UN climate negotiators should this year set a $25/tonne carbon tax on international shipping as one of several measures for the sector, an OECD-affiliated think tank said this week, a move rebuffed by the industry.
The International Transport Forum (ITF), an intergovernmental body of 57 member countries, made the recommendations in a discussion paper published on Monday, adding that that the levy would have a marginal impact on maritime trade while raising $26 billion for the UN’s Green Climate Fund and returning a portion of the cash to poorer nations.
An ITF spokesman stressed the paper represented a lower level of advice by its officials intended to stimulate wider debate, rather than a more formal move agreed by its membership, which is larger than the 33 OECD industrialised nations and includes China, India and Russia.
This didn’t stop the International Chamber of Shippping (ICS), a trade body for the sector, putting out a statement slamming the measures as “inappropriate.”
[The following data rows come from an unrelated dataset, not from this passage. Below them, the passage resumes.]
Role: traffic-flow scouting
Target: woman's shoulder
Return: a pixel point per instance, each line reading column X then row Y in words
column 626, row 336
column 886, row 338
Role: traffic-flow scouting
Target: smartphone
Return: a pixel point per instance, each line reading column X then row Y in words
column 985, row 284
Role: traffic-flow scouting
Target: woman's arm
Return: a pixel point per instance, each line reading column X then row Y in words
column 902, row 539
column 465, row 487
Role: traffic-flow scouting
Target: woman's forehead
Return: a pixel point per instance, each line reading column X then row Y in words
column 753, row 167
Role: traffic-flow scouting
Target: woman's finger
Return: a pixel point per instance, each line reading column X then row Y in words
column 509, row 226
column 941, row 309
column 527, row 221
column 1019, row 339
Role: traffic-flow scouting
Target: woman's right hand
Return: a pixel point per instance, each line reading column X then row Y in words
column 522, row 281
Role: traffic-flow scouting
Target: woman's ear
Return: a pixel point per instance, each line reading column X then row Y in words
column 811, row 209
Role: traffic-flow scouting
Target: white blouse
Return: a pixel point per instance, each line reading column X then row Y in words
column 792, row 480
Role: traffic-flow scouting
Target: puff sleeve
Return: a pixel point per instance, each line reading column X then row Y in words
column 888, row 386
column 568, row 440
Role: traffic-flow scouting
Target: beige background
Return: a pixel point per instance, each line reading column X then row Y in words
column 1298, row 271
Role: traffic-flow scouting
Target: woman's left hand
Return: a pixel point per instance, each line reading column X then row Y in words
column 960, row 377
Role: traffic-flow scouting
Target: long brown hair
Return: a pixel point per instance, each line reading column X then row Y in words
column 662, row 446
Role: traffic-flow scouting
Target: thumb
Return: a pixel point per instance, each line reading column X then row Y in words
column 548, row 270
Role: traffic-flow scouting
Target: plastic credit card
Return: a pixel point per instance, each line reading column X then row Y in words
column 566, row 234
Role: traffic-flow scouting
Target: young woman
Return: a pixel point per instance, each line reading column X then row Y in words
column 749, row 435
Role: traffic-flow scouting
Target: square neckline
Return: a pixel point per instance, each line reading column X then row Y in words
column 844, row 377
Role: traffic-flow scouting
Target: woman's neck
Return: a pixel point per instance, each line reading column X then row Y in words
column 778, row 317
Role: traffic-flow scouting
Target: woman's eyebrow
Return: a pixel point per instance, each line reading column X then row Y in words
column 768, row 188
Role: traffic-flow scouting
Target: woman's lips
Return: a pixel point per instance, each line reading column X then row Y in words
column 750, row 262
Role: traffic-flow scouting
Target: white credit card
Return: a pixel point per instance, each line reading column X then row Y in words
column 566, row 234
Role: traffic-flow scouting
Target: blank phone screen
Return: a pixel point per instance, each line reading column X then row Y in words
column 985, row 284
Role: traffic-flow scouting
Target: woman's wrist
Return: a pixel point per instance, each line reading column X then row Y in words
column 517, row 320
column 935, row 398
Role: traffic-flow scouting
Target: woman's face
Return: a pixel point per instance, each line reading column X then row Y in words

Along with international aviation, emissions from shipping have been excluded from the remit of the UNFCCC climate negotiations and are not in the latest draft Paris text, but a growing share of greenhouse gas output and has put the sector in the crosshairs of lawmakers and environmentalists.
Shipping accounts for around 3% of global emissions, but that is set to grow by 50-250% by 2050 without further action. The industry and its UN body IMO say they are addressing the issue, despite postponing a decision earlier this year on whether to set sector-wide emission targets.
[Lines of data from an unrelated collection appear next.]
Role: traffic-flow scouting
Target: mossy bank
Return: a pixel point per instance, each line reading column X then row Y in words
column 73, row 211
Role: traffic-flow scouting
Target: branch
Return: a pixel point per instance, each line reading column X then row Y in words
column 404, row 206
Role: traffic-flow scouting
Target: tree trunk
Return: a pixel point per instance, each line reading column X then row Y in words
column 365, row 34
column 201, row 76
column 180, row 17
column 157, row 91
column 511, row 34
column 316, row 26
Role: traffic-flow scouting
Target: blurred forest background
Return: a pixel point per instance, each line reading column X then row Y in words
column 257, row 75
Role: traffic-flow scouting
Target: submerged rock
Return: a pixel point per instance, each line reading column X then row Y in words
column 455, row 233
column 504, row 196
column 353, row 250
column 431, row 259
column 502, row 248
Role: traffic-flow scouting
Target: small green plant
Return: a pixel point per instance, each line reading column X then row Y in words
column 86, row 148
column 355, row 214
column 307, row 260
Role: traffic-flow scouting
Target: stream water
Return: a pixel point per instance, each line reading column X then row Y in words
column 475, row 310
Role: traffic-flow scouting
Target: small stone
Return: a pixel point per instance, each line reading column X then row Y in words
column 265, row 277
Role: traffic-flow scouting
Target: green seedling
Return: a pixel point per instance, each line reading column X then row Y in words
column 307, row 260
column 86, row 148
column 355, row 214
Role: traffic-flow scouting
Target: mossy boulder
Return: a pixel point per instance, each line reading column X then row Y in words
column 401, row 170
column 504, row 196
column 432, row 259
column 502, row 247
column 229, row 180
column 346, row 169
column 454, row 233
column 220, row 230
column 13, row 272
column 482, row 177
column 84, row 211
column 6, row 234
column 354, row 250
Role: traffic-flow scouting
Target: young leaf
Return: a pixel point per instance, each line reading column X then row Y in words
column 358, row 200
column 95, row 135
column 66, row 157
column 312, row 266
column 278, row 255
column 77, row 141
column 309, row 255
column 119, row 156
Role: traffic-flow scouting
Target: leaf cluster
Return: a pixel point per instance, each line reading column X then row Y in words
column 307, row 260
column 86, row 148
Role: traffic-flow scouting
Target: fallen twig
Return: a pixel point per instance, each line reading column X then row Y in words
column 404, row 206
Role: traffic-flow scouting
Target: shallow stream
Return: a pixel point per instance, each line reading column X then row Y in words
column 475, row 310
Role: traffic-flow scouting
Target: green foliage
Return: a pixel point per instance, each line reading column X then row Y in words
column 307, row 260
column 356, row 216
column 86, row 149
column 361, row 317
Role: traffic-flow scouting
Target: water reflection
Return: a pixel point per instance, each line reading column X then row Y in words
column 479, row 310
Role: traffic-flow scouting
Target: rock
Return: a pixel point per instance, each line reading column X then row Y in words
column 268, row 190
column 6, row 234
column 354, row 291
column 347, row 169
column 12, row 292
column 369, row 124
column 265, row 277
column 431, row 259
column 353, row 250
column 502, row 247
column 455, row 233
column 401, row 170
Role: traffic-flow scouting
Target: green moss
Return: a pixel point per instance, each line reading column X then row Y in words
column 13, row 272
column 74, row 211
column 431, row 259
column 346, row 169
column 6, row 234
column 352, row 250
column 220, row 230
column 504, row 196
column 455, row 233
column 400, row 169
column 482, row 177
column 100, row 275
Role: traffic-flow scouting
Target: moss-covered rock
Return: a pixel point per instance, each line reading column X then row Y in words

Nations have been reluctant to tackle the sector, fearing any regulations could be unwieldy to administer while potentially hampering the 90% of global trade ships carry, but green groups are more hopeful that the wider UNFCCC body will drive progress more quickly.
PACKAGE OF MEASURES
The ITF paper said the reduction of shipping emissions would “gain huge impetus” if the Paris conference agreed an ambitious package, which could include:
- An absolute emissions target for shipping, related to reaching a 1.5C or 2C pathway.
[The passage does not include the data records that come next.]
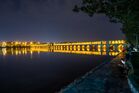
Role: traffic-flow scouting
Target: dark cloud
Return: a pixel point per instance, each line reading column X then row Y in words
column 52, row 20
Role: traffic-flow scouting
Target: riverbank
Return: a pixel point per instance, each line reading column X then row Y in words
column 106, row 78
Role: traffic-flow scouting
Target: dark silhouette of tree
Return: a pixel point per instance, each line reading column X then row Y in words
column 123, row 11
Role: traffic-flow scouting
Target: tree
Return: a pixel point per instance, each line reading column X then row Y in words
column 123, row 11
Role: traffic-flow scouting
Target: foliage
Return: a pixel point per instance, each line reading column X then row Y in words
column 123, row 11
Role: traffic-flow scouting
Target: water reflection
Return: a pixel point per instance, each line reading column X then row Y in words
column 112, row 51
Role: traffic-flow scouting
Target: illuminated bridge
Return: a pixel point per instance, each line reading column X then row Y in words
column 96, row 47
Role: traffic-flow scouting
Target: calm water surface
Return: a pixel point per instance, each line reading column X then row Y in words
column 43, row 72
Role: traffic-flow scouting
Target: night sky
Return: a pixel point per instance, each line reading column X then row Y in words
column 52, row 21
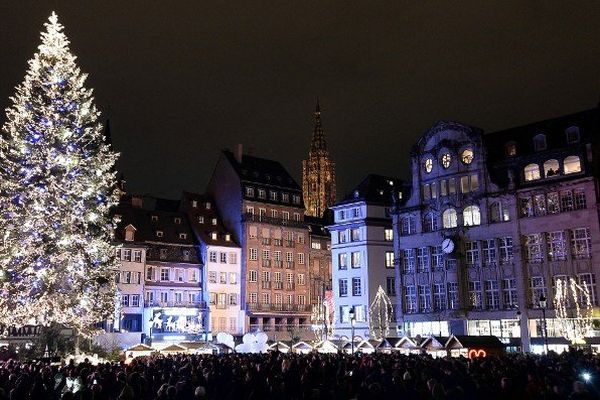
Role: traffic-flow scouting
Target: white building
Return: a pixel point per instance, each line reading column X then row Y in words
column 362, row 253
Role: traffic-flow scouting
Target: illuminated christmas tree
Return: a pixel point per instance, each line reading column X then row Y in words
column 56, row 189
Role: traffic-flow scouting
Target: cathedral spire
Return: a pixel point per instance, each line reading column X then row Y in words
column 318, row 140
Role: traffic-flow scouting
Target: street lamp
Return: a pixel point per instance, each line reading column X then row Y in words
column 352, row 323
column 543, row 304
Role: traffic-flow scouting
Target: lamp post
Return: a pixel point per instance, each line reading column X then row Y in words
column 543, row 304
column 352, row 323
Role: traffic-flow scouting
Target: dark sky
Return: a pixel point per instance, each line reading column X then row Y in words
column 185, row 79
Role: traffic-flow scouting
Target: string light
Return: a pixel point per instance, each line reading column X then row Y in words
column 380, row 313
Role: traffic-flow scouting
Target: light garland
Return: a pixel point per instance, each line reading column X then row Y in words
column 380, row 313
column 56, row 190
column 573, row 298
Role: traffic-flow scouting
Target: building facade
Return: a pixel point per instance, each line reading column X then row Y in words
column 362, row 252
column 491, row 223
column 221, row 258
column 261, row 205
column 318, row 173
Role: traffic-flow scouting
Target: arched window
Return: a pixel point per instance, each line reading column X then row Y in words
column 449, row 218
column 532, row 172
column 539, row 142
column 551, row 168
column 471, row 216
column 430, row 222
column 572, row 164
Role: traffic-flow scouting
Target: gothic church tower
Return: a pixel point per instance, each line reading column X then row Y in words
column 318, row 173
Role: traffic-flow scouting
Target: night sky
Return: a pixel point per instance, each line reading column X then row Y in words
column 182, row 80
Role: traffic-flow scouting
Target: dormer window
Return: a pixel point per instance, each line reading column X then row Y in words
column 539, row 142
column 572, row 134
column 511, row 149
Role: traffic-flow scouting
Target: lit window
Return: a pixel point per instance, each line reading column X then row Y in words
column 551, row 168
column 446, row 160
column 467, row 156
column 428, row 165
column 572, row 164
column 532, row 172
column 471, row 216
column 449, row 218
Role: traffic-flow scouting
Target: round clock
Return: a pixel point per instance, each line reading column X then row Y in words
column 447, row 246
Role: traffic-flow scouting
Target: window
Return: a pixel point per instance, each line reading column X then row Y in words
column 428, row 165
column 212, row 276
column 430, row 222
column 439, row 296
column 511, row 149
column 407, row 225
column 556, row 246
column 388, row 234
column 390, row 286
column 498, row 212
column 489, row 252
column 343, row 261
column 453, row 295
column 538, row 289
column 492, row 295
column 572, row 134
column 539, row 142
column 581, row 244
column 356, row 259
column 533, row 247
column 423, row 259
column 389, row 259
column 532, row 172
column 408, row 260
column 551, row 168
column 472, row 253
column 572, row 165
column 446, row 160
column 253, row 254
column 471, row 216
column 449, row 219
column 475, row 297
column 356, row 287
column 467, row 156
column 252, row 276
column 509, row 293
column 424, row 298
column 410, row 299
column 505, row 249
column 164, row 274
column 437, row 258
“Considering the size of its current and projected emissions, it would be odd if countries are expected to adhere to emission targets but not the shipping sector, especially since it would be impossible to apportion shipping emissions to countries,” the paper said.
- A mandate for the IMO to develop an action plan with concrete measures to reach the mission target.
“In order to increase the link between the IMO and UNFCCC frameworks, the IMO could be requested to submit this action plan and annual progress reports for scrutiny to the UNFCCC.”
- A carbon tax for the shipping sector.
“This approach has the advantage of administrative simplicity . It would be easier to implement than any other market-based mechanism.”
ANGRY REACTION
The ICS questioned whether the amount of tax suggested was proportionate to the sector’s share of global emissions, adding that the industry was making progress towards achieving carbon neutral growth.
“While shipping may currently have CO2 emissions comparable to a major OECD economy, it is inappropriate for the ITF to propose that the industry should be treated like an OECD economy,” said ICS Secretary General Peter Hinchliffe in a statement.
It said a tax of $25/tonne would be almost three times higher than the carbon price paid by shore-based industries in developed nations.
It added that maritime trade is of vital benefit to rich and emerging economies alike, but highlighted that about 70% of the world’s merchant fleet is registered in UNFCCC ‘non-Annex I’ developing countries.